The Real Estate Institute of Victoria is ready to fight against the “Rent Fair” legislation that is being brought into the Victorian Parliament this week.
The “Rent Fair” legislation is a list of reforms that the government said will strengthen tenants’ rights to provide those who rent with a sense of security and support.
However, according to REIV president Richard Simpson, the legislation has the potential to deplete Victoria’s rental housing stock which is worth $519.2 billion.
“Despite the community’s protestations since these changes were mooted, the Victorian government is this week threatening to strip landlords of the right to have a say over what goes on in their own properties. How is that fair?” the REIV president said.
Mr Simpson said that the vacancy rate for Victoria was already at a decade low and the reforms would do nothing to help that.

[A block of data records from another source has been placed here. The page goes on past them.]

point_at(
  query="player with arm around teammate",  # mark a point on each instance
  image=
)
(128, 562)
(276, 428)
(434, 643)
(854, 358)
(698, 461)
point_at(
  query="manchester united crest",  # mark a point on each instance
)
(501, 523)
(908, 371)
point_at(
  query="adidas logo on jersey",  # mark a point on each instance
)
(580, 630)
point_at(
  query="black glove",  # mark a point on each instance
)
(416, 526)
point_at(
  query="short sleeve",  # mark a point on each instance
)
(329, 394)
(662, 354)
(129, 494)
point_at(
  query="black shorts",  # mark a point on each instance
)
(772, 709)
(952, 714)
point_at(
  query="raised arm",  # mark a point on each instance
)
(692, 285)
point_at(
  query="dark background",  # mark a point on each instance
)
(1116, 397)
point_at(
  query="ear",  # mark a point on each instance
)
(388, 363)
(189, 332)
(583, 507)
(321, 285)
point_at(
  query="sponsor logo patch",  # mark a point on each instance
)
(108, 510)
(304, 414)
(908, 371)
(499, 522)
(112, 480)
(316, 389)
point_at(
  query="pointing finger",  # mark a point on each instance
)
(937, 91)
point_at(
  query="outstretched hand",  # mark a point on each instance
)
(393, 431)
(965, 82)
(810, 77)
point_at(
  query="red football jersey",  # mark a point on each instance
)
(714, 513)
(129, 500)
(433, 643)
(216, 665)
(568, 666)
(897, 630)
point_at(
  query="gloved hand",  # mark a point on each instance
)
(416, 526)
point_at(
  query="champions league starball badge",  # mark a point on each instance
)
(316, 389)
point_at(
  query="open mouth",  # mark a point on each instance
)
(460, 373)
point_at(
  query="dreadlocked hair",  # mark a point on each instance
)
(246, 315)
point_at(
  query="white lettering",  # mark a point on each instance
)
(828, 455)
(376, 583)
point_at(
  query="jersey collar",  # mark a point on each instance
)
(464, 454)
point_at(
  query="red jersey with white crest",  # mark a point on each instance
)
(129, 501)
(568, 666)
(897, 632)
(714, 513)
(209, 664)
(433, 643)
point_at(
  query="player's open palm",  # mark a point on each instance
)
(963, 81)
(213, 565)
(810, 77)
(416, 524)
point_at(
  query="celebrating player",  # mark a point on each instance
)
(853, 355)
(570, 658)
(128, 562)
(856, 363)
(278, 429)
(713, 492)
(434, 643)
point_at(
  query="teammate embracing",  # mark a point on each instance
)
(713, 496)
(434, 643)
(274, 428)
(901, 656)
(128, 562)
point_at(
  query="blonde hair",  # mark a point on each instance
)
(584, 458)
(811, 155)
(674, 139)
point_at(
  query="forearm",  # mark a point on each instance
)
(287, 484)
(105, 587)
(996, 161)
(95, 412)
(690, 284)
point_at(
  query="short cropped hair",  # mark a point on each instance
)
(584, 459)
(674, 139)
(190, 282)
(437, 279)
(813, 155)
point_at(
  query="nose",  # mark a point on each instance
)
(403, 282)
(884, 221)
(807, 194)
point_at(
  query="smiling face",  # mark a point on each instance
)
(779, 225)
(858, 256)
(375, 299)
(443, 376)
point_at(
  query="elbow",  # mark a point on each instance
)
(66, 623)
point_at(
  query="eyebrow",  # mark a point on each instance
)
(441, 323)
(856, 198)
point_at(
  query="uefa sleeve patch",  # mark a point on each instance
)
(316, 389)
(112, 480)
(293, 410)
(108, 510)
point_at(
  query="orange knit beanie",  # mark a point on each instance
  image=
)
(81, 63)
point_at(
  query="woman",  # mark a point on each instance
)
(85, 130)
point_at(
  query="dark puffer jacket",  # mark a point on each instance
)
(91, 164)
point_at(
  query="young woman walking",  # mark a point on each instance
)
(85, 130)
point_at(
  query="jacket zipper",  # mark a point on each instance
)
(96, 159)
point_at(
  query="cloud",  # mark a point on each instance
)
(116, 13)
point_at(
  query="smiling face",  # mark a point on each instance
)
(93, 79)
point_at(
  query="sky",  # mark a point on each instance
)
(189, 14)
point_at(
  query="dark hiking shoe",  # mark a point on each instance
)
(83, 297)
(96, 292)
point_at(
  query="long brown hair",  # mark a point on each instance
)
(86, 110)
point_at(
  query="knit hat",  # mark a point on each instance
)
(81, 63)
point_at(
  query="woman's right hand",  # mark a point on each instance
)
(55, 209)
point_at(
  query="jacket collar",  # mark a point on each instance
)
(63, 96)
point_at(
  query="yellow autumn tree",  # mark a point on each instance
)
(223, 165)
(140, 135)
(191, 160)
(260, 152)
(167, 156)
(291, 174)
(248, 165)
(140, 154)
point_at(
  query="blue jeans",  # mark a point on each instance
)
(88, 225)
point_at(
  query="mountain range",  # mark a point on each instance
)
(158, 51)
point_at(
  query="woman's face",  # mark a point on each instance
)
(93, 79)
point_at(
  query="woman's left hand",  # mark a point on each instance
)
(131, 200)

“The Victorian government’s actions will further deplete that pool, with landlords simply pulling out because it is becoming all too hard and too much of a risk,” Mr Simpson said.
The REIV “Rent Fair is Unfair” petition has more than 20,000 signatures, and Mr Simpson said that the REIV objects to many parts of the reforms.
“The idea that landlords cannot have a say if pets are permitted to live in their houses or if modifications are allowed is completely unreasonable considering the possible negative impact on landlords’ properties.
“[The] REIV also objects to capping bonds to four week’s rentals, the withdrawal of the 120 day ‘no reason’ notice to vacate and burdening landlords with the expense and responsibility of disposing of abandoned goods and furniture.”
Ray Ellis, chief executive of First National Real Estate, agreed with the REIV and said that the reforms would reduce the number of landlords in the state.
“Far from protecting vulnerable tenants, the Andrews government’s proposed reforms will prompt an increasing number of landlords to exit the market, further reducing the number of properties available for rent,” Mr Ellis said.
Mr Ellis said that it would make other states more attractive to investors and exacerbate Victoria’s shortage of affordable housing stock.
“With a drop in the number of rental properties and a vacancy rate already below 2 per cent, where does the Andrews government expect to re-house those who can’t afford to rent through the private sector?” Mr Ellis said.
The government, for its part, said on its website that the reforms were necessary given the high number of renters in Victoria.
“One in four Victorians rent their homes, so the Victorian government is making renting fair,” said the Victorian government on its website.